You could draw any number of conclusions from these six data points. But my strong impression is that we’re experiencing a switch in the legal market’s default setting.
Watching the legal profession today is like seeing a champion golfer, previously considered invulnerable, struggling with his game for so long that at a key moment, his opponents experience a sudden switch from feeling intimidated to feeling empowered. It’s like seeing a global business smartphone giant, whose products were once ubiquitous, suffering so many consecutive reversals of fortune that at a key moment, the market decides that the company’s products are no longer the default standard and switches en masse. It’s like seeing a national leader, in power for so long that everyone accepts his rule as a fait accompli, make enough bad decisions that the streets are filled with opponents who suddenly believe today, as they haven’t for many yesterdays, that change can happen.
The aura of incumbency is far more powerful than we realize. Politicians who “can’t” lose, products that “can’t” be outsold, majority opinions that “can’t” be swayed — in these and similar situations, the “can’t” is most often rooted in the challenger’s state of mind. The simple act of observing those who occupy positions of power leads us to credit them with more merit than they probably deserve. The incumbents, in turn, sense and absorb this impression, making them feel and appear even stronger, while also making them more complacent.
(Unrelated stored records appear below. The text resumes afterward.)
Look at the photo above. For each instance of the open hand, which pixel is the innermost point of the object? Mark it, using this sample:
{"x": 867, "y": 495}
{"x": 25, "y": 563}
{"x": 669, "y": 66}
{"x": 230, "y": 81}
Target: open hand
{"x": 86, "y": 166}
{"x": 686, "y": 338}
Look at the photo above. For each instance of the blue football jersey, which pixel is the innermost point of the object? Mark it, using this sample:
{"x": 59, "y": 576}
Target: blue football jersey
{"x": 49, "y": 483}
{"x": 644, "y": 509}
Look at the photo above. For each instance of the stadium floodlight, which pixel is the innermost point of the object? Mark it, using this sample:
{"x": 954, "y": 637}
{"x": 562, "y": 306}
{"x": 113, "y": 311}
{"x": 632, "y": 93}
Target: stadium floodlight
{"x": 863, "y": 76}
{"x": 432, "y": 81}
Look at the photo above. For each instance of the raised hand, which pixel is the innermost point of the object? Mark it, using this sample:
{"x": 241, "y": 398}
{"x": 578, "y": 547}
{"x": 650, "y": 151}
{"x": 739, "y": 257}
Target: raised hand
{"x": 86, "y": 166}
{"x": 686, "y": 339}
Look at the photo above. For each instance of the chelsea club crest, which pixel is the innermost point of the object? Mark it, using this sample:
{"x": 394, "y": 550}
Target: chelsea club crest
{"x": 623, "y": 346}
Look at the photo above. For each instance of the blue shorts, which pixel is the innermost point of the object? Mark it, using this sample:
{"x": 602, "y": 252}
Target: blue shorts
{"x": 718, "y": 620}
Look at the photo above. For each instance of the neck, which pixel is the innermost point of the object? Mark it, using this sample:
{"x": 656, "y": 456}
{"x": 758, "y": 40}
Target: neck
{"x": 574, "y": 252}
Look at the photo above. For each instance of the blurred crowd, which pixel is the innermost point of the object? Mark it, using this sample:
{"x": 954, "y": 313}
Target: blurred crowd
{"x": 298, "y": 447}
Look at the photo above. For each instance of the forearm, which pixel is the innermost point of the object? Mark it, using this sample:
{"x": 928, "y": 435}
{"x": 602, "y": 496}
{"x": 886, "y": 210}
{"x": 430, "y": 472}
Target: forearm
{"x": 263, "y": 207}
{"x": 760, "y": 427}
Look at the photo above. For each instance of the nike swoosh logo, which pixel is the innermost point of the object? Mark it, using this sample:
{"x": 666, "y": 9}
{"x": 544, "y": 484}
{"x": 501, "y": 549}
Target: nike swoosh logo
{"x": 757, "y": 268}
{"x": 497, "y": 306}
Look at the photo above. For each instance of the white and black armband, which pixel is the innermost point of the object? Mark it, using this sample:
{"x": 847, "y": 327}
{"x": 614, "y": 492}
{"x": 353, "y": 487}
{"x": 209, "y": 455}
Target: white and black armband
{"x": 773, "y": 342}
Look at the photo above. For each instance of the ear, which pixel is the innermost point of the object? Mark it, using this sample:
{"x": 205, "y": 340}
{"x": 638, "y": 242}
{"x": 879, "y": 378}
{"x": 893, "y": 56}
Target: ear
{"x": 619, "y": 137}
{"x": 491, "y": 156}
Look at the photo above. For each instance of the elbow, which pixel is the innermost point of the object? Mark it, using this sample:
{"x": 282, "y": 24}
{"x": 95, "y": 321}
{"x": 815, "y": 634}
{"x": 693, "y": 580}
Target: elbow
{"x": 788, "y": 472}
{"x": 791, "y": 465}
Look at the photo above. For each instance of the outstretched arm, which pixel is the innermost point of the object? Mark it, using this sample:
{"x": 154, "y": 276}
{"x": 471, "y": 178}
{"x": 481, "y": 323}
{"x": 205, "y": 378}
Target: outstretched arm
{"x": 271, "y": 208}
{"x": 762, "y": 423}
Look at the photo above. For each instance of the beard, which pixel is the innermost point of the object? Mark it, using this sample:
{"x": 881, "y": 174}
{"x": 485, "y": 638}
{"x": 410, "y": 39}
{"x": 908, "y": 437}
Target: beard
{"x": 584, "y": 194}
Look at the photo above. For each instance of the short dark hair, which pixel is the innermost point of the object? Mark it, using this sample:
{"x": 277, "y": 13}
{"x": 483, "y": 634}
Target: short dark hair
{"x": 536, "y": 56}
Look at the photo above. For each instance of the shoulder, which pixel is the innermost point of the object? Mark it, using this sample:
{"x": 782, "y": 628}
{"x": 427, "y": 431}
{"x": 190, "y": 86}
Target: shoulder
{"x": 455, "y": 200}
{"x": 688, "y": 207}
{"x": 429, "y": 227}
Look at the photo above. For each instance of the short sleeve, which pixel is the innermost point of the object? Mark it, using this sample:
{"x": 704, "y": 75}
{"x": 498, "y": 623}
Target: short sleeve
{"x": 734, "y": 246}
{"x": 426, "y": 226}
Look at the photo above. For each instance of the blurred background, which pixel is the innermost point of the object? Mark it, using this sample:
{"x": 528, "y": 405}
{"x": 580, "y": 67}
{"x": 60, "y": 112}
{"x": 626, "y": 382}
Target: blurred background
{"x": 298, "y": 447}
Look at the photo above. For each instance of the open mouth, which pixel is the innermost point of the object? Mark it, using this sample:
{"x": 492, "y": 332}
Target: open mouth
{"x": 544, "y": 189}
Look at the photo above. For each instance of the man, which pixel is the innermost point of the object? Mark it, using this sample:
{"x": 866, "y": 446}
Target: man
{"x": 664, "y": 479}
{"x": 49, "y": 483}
But when the aura of incumbency flickers or fades — when, for a variety of reasons, the “natural” leader suffers a series of setbacks and loses momentum — then a switch invariably occurs, first in people’s minds and then in the market. That’s where the legal profession is, right now.
We’ve held down the primary (if not the exclusive) position in the legal market for so long that everyone — ourselves included — came to believe that this was the natural order of things. Then things changed, as things tend to do. We’ve found ourselves losing much of our momentum and with it, much of our confidence. The aura of our incumbency has slipped. Everyone sees it, and everyone feels the change. And suddenly, we’re foundering.
Can we regain that momentum, restore our aura? I’m not sure. Confidence is a scarce resource in a marketplace: rarely do both the challengers and the champions possess it. Right now, the momentum belongs to the challengers, who see an opening they’re never seen before and had perhaps believed they never would. Lawyers are vulnerable, both in mood and in market reality, to a degree that I think we’ve never experienced. We need to find our confidence and re-establish ourselves as the favourites — but confidence, like liquidity in a financial crisis, is always available except when you really need it.
We’ve entered a crucial period in the evolution of the legal market, one that could usher in a paradigm change, a platform shift, a change on the leaderboard. Are we up to the challenge? The answer to that question contains the future of our profession.
Jordan Furlong delivers dynamic and thought-provoking presentations to law firms and legal organizations throughout North America on how to survive and profit from the extraordinary changes underway in the legal services marketplace. He is a partner with Edge International and a senior consultant with Stem Legal Web Enterprises.
Dan Hull
Well done, sir. Don’t forget we need to build much better lawyers, too. Maybe go back to some “old” mentoring models.
Colin Rule
“Lawyers are vulnerable, both in mood and in market reality, to a degree that I think we’ve never experienced. We need to find our confidence and re-establish ourselves as the favourites…”
We will always need lawyers and the law. What is changing is the legal monopoly on problem resolution. The law plays a central and vital role, but it’s not always the best solution (to wit, high volume, low value cross border cases). In the new world, disputants will have more resolution options — and that’s a good thing. Absent self-interest, lawyers understand the wisdom of this change better than anyone.